Landon has been having good days with progress.  He is such a happy little guy, and I am very greatful for that!  He is continuing to do more rolling over, and actually holding himself for a second or two when we put him on his hand and knees!  This make me really happy, because I can't wait for the day he is mobile! 

We hope all is well with everyone!  Sending prayers to all!  And a special CONGRATS to Dawson and his family!!! 13 days is amazing!!!


Monday, October 4, 2010


I feel like this whole week is consumed with packing for next week.  I always seem to get stressed about forgetting something.  A week is a long time when your 6 1/2 hours away from home.  I'm not sure how our vehicle will fit all of our "necessities,"  the bouncer, minature high chair, clothes, bottles, stroller and not to mention all the special supplies for the diet.  My head is spinning just thinking of all of it!  Wouldn't it be nice if this were the biggest problem of the week. 

Landon had a great day today at therapy!  He was actually standing on his hands and knees with very little assistance.  He continues to make me proud each day.  His seizure activity seems to be about the same, although they seem more intense lately.  He has also decided he prefers not to sleep a full night.  I really enjoy sleep, so I'm hoping this doesn't last long.  But again, if this were my worst problem! 

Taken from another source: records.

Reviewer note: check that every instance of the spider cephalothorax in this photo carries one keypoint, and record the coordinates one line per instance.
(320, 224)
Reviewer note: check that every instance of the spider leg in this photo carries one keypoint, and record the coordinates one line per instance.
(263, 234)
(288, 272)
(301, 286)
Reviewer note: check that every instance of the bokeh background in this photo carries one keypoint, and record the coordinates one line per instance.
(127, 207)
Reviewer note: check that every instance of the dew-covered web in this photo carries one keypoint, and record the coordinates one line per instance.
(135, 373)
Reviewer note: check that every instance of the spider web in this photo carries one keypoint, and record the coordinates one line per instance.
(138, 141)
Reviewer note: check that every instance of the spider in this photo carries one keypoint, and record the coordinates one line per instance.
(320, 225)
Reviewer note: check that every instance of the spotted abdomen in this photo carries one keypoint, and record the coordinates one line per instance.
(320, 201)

We hope everyone is doing well...prayers as always!


Sunday, October 3, 2010

Fall Pictures

Ketogenic we come!

It's official...Landon will be starting the ketogenic diet on October 11th. He will be admitted in CHOP for 5 days. We are staying optomistic that this is our "miracle." After attempting 12 meds in the last year, it seems this is our next option. We are currently weaning Sabril, and will continue Topomax, and Klonopin for now. If any of you have done the diet, you are aware of the huge task it is. I feel fortunate that Landon hasn't eaten "real" food, other than baby food. He will hopefully make the transition an easy one. Our biggest struggle will be the water and Keto Kool-aid. He hates anything other than formula, and part of me will struggle with fighting him.

Landon is doing great with development! He has been rolling over more and more each day! He actully rolled 6 times yesterday!!!! Might not sound like much, but it's a huge step in the right direction. He continues to sit well on his own, but still tripods. He also took his 1st ride in the shopping cart in Sam's. He really seemed to like it...however he is still pretty wobbly in it. I enjoyed not having a shopping cart and stroller at once!

We hope everyone is doing well, and continue prayers for all of you! Extra prayers for Dawson and his family that his surgery is a huge success!